Precisely Defining The Self-Indication Assumption Shows It Is Right
A new powerful argument for SIA
How to think about SIA
Scott Alexander once wrote “In my heart, there is a little counter that reads “XXX days without a ten-thousand word rant about feminism.” In my heart, there is a little counter that readers “XXX days without a 5,000-word rant about SIA.” While I can feebly, half-heartedly care about politics enough to write a few articles about it, I can only go so long without writing about SIA. I failed no new articles about SIA November. Quoting Mr. Rogers—perhaps talking about SIA, though it’s not clear from context—"it's you I like,” not pieces about the electoral college or Trump or shooting drills, but pieces about SIA and pieces about SIA only.
If that is intolerable to you, if you must persecute me for my love of SIA—no doubt a common form of persecution that affects millions of people—there are other blogs!
Okay now that the kids have left the room, let’s talk anthropics.
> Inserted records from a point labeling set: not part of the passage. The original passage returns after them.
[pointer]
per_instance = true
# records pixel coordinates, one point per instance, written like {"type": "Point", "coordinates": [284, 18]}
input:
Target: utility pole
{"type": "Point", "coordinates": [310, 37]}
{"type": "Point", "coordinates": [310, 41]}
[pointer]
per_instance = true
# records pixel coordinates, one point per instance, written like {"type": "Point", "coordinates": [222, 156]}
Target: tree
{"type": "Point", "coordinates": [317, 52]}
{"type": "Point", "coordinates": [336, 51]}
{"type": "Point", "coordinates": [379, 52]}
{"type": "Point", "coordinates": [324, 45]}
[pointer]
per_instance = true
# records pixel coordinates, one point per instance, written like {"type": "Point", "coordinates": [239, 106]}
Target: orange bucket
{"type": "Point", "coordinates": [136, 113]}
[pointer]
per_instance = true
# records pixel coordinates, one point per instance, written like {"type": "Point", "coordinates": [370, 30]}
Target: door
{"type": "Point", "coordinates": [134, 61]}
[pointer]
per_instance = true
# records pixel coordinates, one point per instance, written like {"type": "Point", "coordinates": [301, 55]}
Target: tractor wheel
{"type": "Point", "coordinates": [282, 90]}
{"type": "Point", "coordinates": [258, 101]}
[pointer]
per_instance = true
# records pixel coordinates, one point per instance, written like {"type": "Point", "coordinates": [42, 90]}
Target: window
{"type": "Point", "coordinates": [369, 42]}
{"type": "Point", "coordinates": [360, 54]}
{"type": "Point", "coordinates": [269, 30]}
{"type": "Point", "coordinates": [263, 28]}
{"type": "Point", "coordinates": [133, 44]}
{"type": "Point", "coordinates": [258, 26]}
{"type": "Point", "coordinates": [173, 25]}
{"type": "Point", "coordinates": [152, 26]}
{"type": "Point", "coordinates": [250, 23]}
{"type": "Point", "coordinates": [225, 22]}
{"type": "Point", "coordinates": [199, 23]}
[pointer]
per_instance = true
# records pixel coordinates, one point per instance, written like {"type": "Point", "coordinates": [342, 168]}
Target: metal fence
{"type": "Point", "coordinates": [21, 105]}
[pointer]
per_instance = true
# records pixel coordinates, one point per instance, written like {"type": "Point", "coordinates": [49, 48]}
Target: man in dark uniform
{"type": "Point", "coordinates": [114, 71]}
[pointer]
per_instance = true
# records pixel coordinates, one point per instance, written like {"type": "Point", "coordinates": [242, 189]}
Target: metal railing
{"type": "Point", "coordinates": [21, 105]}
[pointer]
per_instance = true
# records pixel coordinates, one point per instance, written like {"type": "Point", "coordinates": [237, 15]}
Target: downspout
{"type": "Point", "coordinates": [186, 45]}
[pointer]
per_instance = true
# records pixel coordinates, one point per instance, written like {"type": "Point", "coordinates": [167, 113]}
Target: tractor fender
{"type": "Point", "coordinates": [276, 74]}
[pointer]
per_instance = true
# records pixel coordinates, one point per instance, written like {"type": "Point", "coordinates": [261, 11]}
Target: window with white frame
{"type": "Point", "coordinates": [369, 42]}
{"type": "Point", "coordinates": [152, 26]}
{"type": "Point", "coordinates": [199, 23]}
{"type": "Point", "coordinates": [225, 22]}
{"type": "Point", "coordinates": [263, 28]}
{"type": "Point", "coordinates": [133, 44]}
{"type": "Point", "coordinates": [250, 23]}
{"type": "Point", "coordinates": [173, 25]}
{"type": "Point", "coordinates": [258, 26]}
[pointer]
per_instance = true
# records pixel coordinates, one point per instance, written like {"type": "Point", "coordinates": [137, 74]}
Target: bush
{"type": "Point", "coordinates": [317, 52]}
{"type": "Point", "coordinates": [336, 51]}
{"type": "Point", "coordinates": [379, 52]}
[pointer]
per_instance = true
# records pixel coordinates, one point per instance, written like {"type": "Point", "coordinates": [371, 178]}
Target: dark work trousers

Suppose that God flips a coin (note: this is less surprising than many things people normally think he does, like creating Eve from Adam’s rib). If it comes up tails, ten people get created. If it comes up heads, one person gets created. From this process, you get created. What odds should you give to the coin having come up heads?
I think the answer here is that you should think tails is ten times likelier than heads. If tails predicts ten times as many people existing, then after coming to exist, you should think tails is ten times likelier. The view I’ve defended—at some length—is called the self-indication assumption; the basic idea is that if a theory predicts N times more people that you might currently be, it predicts your present existence N times as well. Because in the coinflip scenario you could be any of the people, and there are ten times as many if the coin comes up tails as if it comes up heads, you should think tails is ten times likelier than heads.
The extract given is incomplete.